How do Airships Work
Combining both methods of a ship and a hot air balloon, we investigate how an airship flies.
Airships use a combination of different gases in order to get off the ground, fly and descend. Today mostly helium gas is used to fly the lighter-than-air (LTA) craft, which although more expensive than hydrogen, was adopted as the non-flammable alternative after the infamous Hindenburg accident.
The helium-filled ship holds several “tanks’ of air known as ballonets. Because air is heavier than helium, all the pilot needs to do is open the air valves to release it and create positive buoyancy so the airship elevates. Once in the open skies the pilot controls the airship in flight much like a submarine under water, using a rudder to steer, adjusting the elevators to ascend and descend and throttling the engine (which provides forward and reverse thrust) to angle it into the wind.
At higher altitudes the air pressure outside the LTA decreases and so the helium in the envelope expands, to maintain pressure the pilot pumps air into the ballonets. This technique is also employed to descend, as filling the ship with more ‘heavy’ air makes it negatively buoyant and therefore sinks lower in the sky, or bring it in to land.
While the first hot air balloon was invented in 1783 by two French brothers – Jacques-Etienne and Joseph-Michel Montgolfier-the first powered airship was not constructed until many decades later in 1852. Henri Giffard built the first, which consisted of a 143-foot cigar-shaped gas bag with a propeller. It was powered by a three-horsepower steam engine. Just under half a century later in 1900 Count Ferdinand von Zeppelin of Germany invented the first rigid airship and therefore his name and work lives on.
Airships can stay elevated from a matter of hours to a stretch of several days, making them ideal for research or for watching sports events and so on. In recent times scientists have been adopting the method of transport to study whales, thanks to their less disturbing nature than helicopters, boats and planes.

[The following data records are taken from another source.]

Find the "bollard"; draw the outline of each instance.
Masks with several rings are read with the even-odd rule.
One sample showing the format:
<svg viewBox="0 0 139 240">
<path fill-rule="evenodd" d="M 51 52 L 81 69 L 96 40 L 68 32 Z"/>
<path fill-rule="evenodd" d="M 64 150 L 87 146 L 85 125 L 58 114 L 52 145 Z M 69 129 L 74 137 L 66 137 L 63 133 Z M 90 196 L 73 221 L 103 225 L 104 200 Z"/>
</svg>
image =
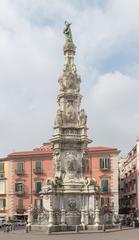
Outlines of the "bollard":
<svg viewBox="0 0 139 240">
<path fill-rule="evenodd" d="M 121 223 L 119 223 L 119 229 L 122 230 L 122 224 Z"/>
<path fill-rule="evenodd" d="M 48 227 L 47 234 L 51 234 L 51 227 Z"/>
<path fill-rule="evenodd" d="M 28 225 L 26 225 L 26 227 L 25 227 L 25 233 L 28 233 Z"/>
<path fill-rule="evenodd" d="M 132 222 L 132 227 L 135 228 L 135 221 Z"/>
<path fill-rule="evenodd" d="M 78 225 L 75 226 L 75 232 L 78 233 L 79 232 L 79 228 Z"/>
<path fill-rule="evenodd" d="M 103 231 L 103 232 L 106 231 L 106 228 L 105 228 L 105 225 L 104 225 L 104 224 L 102 225 L 102 231 Z"/>
</svg>

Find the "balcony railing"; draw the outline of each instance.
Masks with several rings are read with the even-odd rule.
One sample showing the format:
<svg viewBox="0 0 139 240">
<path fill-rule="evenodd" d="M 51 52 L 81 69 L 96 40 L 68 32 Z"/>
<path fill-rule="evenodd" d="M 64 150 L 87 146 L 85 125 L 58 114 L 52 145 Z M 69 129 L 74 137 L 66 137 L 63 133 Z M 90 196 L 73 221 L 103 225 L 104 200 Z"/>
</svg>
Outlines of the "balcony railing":
<svg viewBox="0 0 139 240">
<path fill-rule="evenodd" d="M 24 190 L 21 190 L 21 191 L 16 191 L 15 192 L 17 195 L 24 195 L 25 194 L 25 191 Z"/>
<path fill-rule="evenodd" d="M 40 190 L 39 192 L 36 191 L 36 190 L 34 190 L 34 191 L 33 191 L 33 194 L 34 194 L 34 195 L 40 195 L 40 192 L 41 192 L 41 190 Z"/>
<path fill-rule="evenodd" d="M 42 168 L 35 168 L 35 169 L 33 169 L 33 172 L 35 174 L 41 174 L 41 173 L 43 173 L 43 169 Z"/>
<path fill-rule="evenodd" d="M 5 208 L 0 209 L 0 213 L 6 213 L 6 212 L 7 212 L 7 210 Z"/>
<path fill-rule="evenodd" d="M 25 173 L 25 171 L 24 171 L 24 169 L 16 169 L 16 170 L 15 170 L 15 173 L 16 173 L 17 175 L 23 175 L 23 174 Z"/>
</svg>

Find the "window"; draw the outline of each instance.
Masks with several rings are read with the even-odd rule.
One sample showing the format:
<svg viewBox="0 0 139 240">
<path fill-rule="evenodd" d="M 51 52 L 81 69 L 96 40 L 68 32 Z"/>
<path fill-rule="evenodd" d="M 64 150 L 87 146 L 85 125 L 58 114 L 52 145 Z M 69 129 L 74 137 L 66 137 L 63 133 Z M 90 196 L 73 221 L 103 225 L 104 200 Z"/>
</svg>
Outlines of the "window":
<svg viewBox="0 0 139 240">
<path fill-rule="evenodd" d="M 23 199 L 22 198 L 18 199 L 17 208 L 23 209 Z"/>
<path fill-rule="evenodd" d="M 101 180 L 101 191 L 108 192 L 108 179 Z"/>
<path fill-rule="evenodd" d="M 0 162 L 0 173 L 4 173 L 4 163 Z"/>
<path fill-rule="evenodd" d="M 110 168 L 110 159 L 109 158 L 100 158 L 100 168 L 102 170 L 108 170 Z"/>
<path fill-rule="evenodd" d="M 42 207 L 43 207 L 42 199 L 35 199 L 35 208 L 42 208 Z"/>
<path fill-rule="evenodd" d="M 37 160 L 36 163 L 35 163 L 35 169 L 36 170 L 41 170 L 41 168 L 42 168 L 42 161 Z"/>
<path fill-rule="evenodd" d="M 23 183 L 16 183 L 15 184 L 15 191 L 16 192 L 23 192 L 24 191 L 24 184 Z"/>
<path fill-rule="evenodd" d="M 6 208 L 6 199 L 0 199 L 0 210 L 4 210 Z"/>
<path fill-rule="evenodd" d="M 83 171 L 83 173 L 89 172 L 89 160 L 86 158 L 82 159 L 82 171 Z"/>
<path fill-rule="evenodd" d="M 6 182 L 5 182 L 5 180 L 0 180 L 0 194 L 6 194 Z"/>
<path fill-rule="evenodd" d="M 101 207 L 109 206 L 109 198 L 101 198 Z"/>
<path fill-rule="evenodd" d="M 17 173 L 23 173 L 24 171 L 24 163 L 23 162 L 17 162 Z"/>
<path fill-rule="evenodd" d="M 42 188 L 42 183 L 41 182 L 36 182 L 35 183 L 35 193 L 39 193 Z"/>
</svg>

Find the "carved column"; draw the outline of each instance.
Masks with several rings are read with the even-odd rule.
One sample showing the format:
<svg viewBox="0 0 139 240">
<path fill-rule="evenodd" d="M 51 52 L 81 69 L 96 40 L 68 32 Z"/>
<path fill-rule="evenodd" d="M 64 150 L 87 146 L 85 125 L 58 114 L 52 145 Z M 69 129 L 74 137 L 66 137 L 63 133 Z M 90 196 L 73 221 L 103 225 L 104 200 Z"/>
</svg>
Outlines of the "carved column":
<svg viewBox="0 0 139 240">
<path fill-rule="evenodd" d="M 81 225 L 85 226 L 85 210 L 82 208 L 81 210 Z"/>
<path fill-rule="evenodd" d="M 94 224 L 98 226 L 100 224 L 100 217 L 99 217 L 99 207 L 98 207 L 98 200 L 96 200 L 96 209 L 95 209 L 95 221 Z"/>
</svg>

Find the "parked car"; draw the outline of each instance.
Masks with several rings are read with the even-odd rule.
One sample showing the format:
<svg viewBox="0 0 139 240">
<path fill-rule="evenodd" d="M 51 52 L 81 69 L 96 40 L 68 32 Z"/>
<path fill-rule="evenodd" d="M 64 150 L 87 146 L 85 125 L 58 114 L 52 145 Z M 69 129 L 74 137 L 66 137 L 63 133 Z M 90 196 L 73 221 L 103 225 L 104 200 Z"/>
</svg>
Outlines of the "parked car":
<svg viewBox="0 0 139 240">
<path fill-rule="evenodd" d="M 12 221 L 12 224 L 14 224 L 15 226 L 25 226 L 26 222 L 24 222 L 22 220 L 14 220 L 14 221 Z"/>
</svg>

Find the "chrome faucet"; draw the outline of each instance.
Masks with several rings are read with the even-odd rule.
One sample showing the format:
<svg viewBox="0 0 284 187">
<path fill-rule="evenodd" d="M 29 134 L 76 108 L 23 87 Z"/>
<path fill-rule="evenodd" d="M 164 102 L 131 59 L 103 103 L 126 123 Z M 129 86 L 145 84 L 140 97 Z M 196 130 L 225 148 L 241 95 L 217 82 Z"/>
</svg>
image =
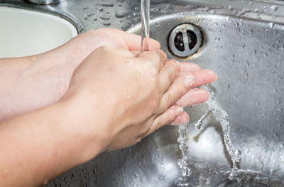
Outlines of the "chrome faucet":
<svg viewBox="0 0 284 187">
<path fill-rule="evenodd" d="M 33 4 L 47 5 L 52 4 L 58 4 L 64 0 L 26 0 L 26 1 Z"/>
</svg>

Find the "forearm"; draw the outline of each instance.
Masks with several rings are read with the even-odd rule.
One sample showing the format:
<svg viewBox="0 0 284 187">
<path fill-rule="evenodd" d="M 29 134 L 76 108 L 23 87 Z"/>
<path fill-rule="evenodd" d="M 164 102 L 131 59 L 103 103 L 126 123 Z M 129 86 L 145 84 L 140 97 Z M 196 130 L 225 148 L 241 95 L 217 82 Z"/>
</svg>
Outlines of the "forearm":
<svg viewBox="0 0 284 187">
<path fill-rule="evenodd" d="M 95 132 L 78 125 L 86 116 L 74 105 L 60 102 L 0 124 L 0 186 L 42 185 L 102 151 Z"/>
<path fill-rule="evenodd" d="M 0 122 L 54 103 L 68 88 L 80 62 L 66 47 L 24 58 L 0 59 Z M 71 57 L 71 56 L 70 56 Z"/>
</svg>

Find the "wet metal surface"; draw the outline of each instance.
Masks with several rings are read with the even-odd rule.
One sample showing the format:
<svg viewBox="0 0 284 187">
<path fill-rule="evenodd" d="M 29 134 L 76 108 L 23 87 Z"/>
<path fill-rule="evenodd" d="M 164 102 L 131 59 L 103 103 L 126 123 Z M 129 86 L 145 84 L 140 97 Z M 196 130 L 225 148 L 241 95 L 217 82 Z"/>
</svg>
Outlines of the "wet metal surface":
<svg viewBox="0 0 284 187">
<path fill-rule="evenodd" d="M 284 6 L 280 1 L 200 1 L 203 5 L 188 1 L 153 0 L 151 37 L 161 43 L 169 58 L 175 58 L 168 48 L 170 31 L 182 23 L 198 26 L 202 46 L 182 60 L 212 69 L 219 76 L 212 87 L 218 104 L 229 114 L 232 144 L 242 151 L 239 166 L 244 178 L 248 178 L 244 186 L 265 186 L 266 180 L 271 186 L 283 186 Z M 21 1 L 0 3 L 23 6 Z M 25 3 L 23 6 L 55 14 L 63 11 L 65 18 L 84 32 L 133 26 L 140 21 L 139 6 L 139 1 L 74 0 L 47 6 Z M 140 33 L 139 26 L 129 31 Z M 200 105 L 186 109 L 192 124 L 206 107 Z M 202 127 L 196 130 L 192 125 L 188 130 L 187 156 L 192 186 L 238 186 L 226 180 L 231 163 L 214 117 L 209 116 Z M 100 154 L 46 186 L 175 186 L 180 175 L 178 137 L 177 127 L 165 127 L 133 146 Z"/>
</svg>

The German Hindenburg airship took off from Frankfurt in May 1937, taking just two and half days to reach New Jersey. The ship measured over 800 feet in length and weighed 242 tons. Accommodating a rigid design, it was filled with hydrogen – a much cheaper gas than the helium used today. On arrival it hovered tentatively over its landing area as 200 ground crew attempted to retrieve it with its landing lines. A small burst of flames was spotted on the upper fin and in just 34 seconds – reacting with the highly combustible gas – the ship was transformed into a huge fire ball. Some of the people on board jumped to safety and landed on the sand below, but 13 passengers, 22 crew and one ground man were killed in the accident.